Build an object database

Construct a frontend to translate between Java objects and relational database records

One of the great strengths of Java is its ability to automate tedious programming tasks. For example, in the realm of I/O, object serialization automates the encoding of an arbitrary object as a stream of bytes. It could be done manually, but serialization makes it much more accessible and effective. Similarly, in the realm of networking, RMI (Remote Method Invocation) automates network requests between objects. That, again, could be done manually, but RMI makes it more accessible and effective. Finally, in the world of XML, work is under way to automate the generation of Java maps of XML document types, which will provide automated facilities for encoding and decoding XML documents. Again, much better than doing it manually.

TEXTBOX:

TEXTBOX_HEAD: Build an object database: Read the whole series!

:END_TEXTBOX

One notable gap in this capability is the realm of databases. In this article, we will present our first go at overcoming this limitation by providing automated transformations between Java objects and records in a database.
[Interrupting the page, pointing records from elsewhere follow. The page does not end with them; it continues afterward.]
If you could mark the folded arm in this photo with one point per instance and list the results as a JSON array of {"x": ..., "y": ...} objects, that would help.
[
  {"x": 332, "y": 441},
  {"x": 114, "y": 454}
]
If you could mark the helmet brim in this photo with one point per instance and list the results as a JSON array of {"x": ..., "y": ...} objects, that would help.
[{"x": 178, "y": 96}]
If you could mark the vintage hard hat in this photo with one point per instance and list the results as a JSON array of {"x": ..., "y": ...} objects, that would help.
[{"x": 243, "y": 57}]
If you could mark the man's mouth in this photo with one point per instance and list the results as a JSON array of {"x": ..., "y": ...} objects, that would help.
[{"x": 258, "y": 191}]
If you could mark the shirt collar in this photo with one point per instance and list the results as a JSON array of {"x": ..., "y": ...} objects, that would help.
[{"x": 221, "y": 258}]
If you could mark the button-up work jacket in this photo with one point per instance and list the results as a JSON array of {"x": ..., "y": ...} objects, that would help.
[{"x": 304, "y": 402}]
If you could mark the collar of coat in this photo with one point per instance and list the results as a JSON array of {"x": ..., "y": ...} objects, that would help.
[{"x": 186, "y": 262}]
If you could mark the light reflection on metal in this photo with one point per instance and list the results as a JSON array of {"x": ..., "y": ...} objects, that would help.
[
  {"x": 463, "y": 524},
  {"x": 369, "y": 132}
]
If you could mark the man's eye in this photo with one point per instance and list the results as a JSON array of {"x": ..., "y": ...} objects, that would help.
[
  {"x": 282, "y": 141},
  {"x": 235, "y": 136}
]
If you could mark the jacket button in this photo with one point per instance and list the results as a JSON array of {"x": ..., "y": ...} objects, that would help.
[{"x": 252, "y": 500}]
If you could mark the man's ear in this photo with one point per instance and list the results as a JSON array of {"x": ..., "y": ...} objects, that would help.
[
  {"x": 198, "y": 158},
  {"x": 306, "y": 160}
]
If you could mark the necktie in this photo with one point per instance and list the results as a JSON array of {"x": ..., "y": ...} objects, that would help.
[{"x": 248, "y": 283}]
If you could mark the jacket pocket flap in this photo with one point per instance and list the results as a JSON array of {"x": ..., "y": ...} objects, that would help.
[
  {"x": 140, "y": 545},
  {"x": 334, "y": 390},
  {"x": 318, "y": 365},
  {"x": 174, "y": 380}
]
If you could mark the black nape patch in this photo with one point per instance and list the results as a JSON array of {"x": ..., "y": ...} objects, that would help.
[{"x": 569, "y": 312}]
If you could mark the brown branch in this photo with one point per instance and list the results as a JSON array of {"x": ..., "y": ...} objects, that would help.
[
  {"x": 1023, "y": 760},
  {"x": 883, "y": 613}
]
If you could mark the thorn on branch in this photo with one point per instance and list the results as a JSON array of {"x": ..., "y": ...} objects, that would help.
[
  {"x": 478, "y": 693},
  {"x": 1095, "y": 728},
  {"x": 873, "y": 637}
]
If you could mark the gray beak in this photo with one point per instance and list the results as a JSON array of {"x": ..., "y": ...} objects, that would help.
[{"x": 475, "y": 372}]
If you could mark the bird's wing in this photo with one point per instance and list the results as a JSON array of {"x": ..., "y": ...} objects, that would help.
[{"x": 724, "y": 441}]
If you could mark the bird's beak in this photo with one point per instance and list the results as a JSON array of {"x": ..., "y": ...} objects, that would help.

(Some credit for this article must be extended to JavaWorld reader Alasdair Gilmour, who graciously pointed us in the direction of accessing private object fields.)

Note: The article's full source code can be downloaded from Resources.

Terminology

Let's first get some terminology down. You see, I'm a firm believer in flat files, binary editors, and linear searches. There's really nothing you can't do with them. Since I'm now venturing into the scary world of databases, I want to make sure you know what I mean by ftang when I say ftang.

A database is a collection of tables. A table is a collection of records. A record is a collection of fields. Fields are the basic units of information in a database.

So, a database is a big bad backend system containing all of your information. Remember, information is power. A table is a specific subset of information of a particular type: for example, a table of all the employees in your company. A record is a single row within that table: for example, all information about a particular employee. Finally, a field is a particular datum within that record: for example, an employee's expendability rating.

In this article, we want to map between database records and Java objects. That means we want to be able to automatically translate between a Java User object and a particular record within, for example, an employees table in a database. Consequently, the name variable of the Java object will be mapped to the name field of the database record, and vice versa.

To accomplish this, we could simply serialize the Java object and throw the resulting binary blob into the database. But that's no fun. It does not lend itself to convenient access from anything but a Java program. In particular, we lose interoperability and we lose human accessibility. So we're not going there.

Architecture

Let's look at the 33,000-foot view of storing a Java object in a database:

  1. Vivisect a Java object to determine all its fields and their values

  2. Store those fields and values into the backend database

Dropping rapidly to sea level, we have a couple of options for vivisecting the object: reflection allows us to programmatically query the object's public fields, and serialization allows us to automatically encode all the fields of the object. Alternatively, a public interface would allow the object to decide on its own encoding. Similarly, we have a variety of options for storing the fields in the backend database: JDBC (Java Database Connectivity), flat files, maps, and so on.

Conveniently, the logical separation between vivisection and cold storage provides a convenient break between this article (mine) and the next (Michael Shoffner's). I'll be your vivisectionist on this little tour; Mike, your mortician. I mean, database consultant. The separation also provides a convenient variety of runtime configuration options.

Having briefly outlined the broad division of labor, I'm now going to nail down two interfaces that describe the processes:

  • ObjectStorer. This interface describes the frontend object database process: scattering a Java object into fields within backend storage, and gathering those fields back into a Java object.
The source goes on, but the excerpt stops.